Rather than totally rehash those topics, I'll instead provide a series of links and summaries to the primary Favre-related posts. (This will be especially handy for those of you who refused to acknowledge this possibility until Favre formally and officially joined the Vikings. And it's also good for bloggers who were on vacation when this story finally reached its conclusion.)
|Stephen Dunn/Getty Images|
|The Vikings hope Brett Favre can be the perfect complement to their run-first offensive mindset.|
In reality, the topic of Minnesota upgrading its quarterback started in March with the Jay Cutler sweepstakes. In this March 3 post, we noted how the Vikings have spent lavishly at nearly every position in recent years except for quarterback:
The Vikings have signed 18 veterans at 16 different positions to contracts that total nearly $456 million [since 2006]. But less than two percent of that sum is devoted to the quarterback position. That is an irreconcilable dichotomy for a team with annual designs on a division title and beyond. Why devote so many resources to proven players at other positions while taking a chance at the most important one?
When news first broke of mutual interest between Favre and the Vikings, we wondered whether Favre's interest in the Vikings was based too much on his bitter departure from their division rival:
The NFL game is too difficult, and the stakes in this decision are simply too high, to play merely for the sake of pursuing a vendetta. Proving the Packers made a mistake by trading him last summer isn't a good enough reason to commandeer the most important position on a team that has designs on a deep playoff run.

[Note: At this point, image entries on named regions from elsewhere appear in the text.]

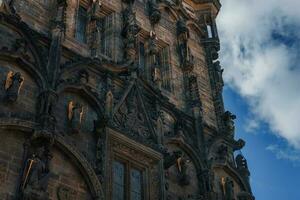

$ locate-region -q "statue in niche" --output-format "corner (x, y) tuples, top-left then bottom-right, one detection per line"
(88, 0), (102, 20)
(221, 177), (235, 200)
(148, 31), (162, 88)
(216, 144), (228, 162)
(199, 170), (215, 194)
(105, 91), (114, 118)
(122, 5), (141, 49)
(148, 0), (161, 25)
(235, 154), (248, 170)
(214, 61), (224, 86)
(177, 19), (194, 70)
(189, 75), (200, 106)
(78, 70), (89, 85)
(223, 111), (236, 138)
(21, 146), (52, 200)
(4, 71), (24, 103)
(176, 155), (190, 186)
(68, 101), (83, 134)
(153, 67), (162, 88)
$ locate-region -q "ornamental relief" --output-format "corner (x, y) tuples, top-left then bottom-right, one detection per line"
(109, 135), (162, 200)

On the same day (May 5), Scouts Inc.'s Matt Williamson offered a blistering explanation for why he believes Favre is the wrong fit for the Vikings:
Williamson: "If I'm the Vikings, here's what I'm doing: I'm playing heavy, heavy defense. I'm using my big, bruising offensive line and I'm handing the ball to Adrian Peterson. And I want a veteran quarterback who knows what he's doing but isn't going to kill us. Just give me a caretaker, someone who won't inflict any wounds. That's not Brett Favre. From what I saw last year, I don't even know he's one of the 32 best quarterbacks in the league right now. He might be an improvement over what they have, but there are so many different ways I would have gone. Brett Favre is a terrible fit for what I think the Vikings should be doing."
A week later, we considered some in-depth statistical analysis that revealed Favre has slipped noticeably in the final five games of the past four seasons. Favre has especially struggled in late-season, cold weather games, once his calling card:
From the outside, at least, [the statistics] reveal a simple but valuable fact: He hasn't had the stamina to maintain acceptable production over a 16-game season for some time. Favre will turn 40 on Oct. 10, and while he has considerably outplayed younger quarterbacks in recent years, his bionic arm and body have revealed their limitations.

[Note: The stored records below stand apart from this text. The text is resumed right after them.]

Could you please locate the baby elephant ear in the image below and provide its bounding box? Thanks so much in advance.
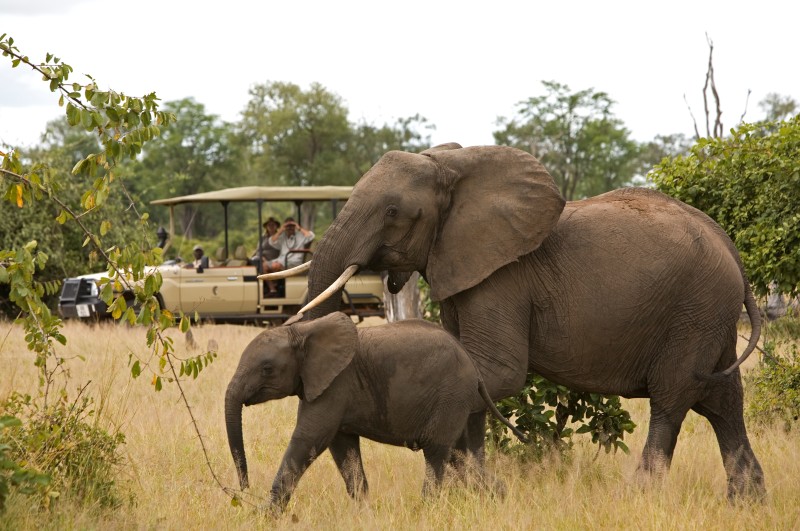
[289,312,358,402]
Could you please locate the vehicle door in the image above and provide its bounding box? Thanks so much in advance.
[180,266,247,315]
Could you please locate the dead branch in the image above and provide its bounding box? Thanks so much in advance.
[739,89,752,123]
[683,92,700,140]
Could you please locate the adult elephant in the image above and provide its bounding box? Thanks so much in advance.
[292,144,765,497]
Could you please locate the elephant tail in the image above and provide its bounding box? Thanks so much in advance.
[478,378,530,444]
[697,278,761,381]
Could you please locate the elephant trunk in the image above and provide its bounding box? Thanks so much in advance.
[225,382,250,490]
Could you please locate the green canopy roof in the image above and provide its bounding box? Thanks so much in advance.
[150,186,353,205]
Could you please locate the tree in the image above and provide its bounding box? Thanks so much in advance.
[758,92,800,122]
[238,82,353,190]
[494,81,638,200]
[0,118,143,300]
[235,82,432,229]
[347,114,436,176]
[649,115,800,295]
[131,98,236,238]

Lest we get too negative, we also offered an argument for why Favre -- late-season struggles and all -- is the Vikings' best alternative. This Band-Aid approach would win the approval of noted author Malcolm Gladwell.
Gladwell: "The Band-Aid solution is actually the best kind of solution because it involves solving a problem with the minimum amount of effort and time and cost. ... There are times when we need a convenient shortcut, a way to make a lot out of a little."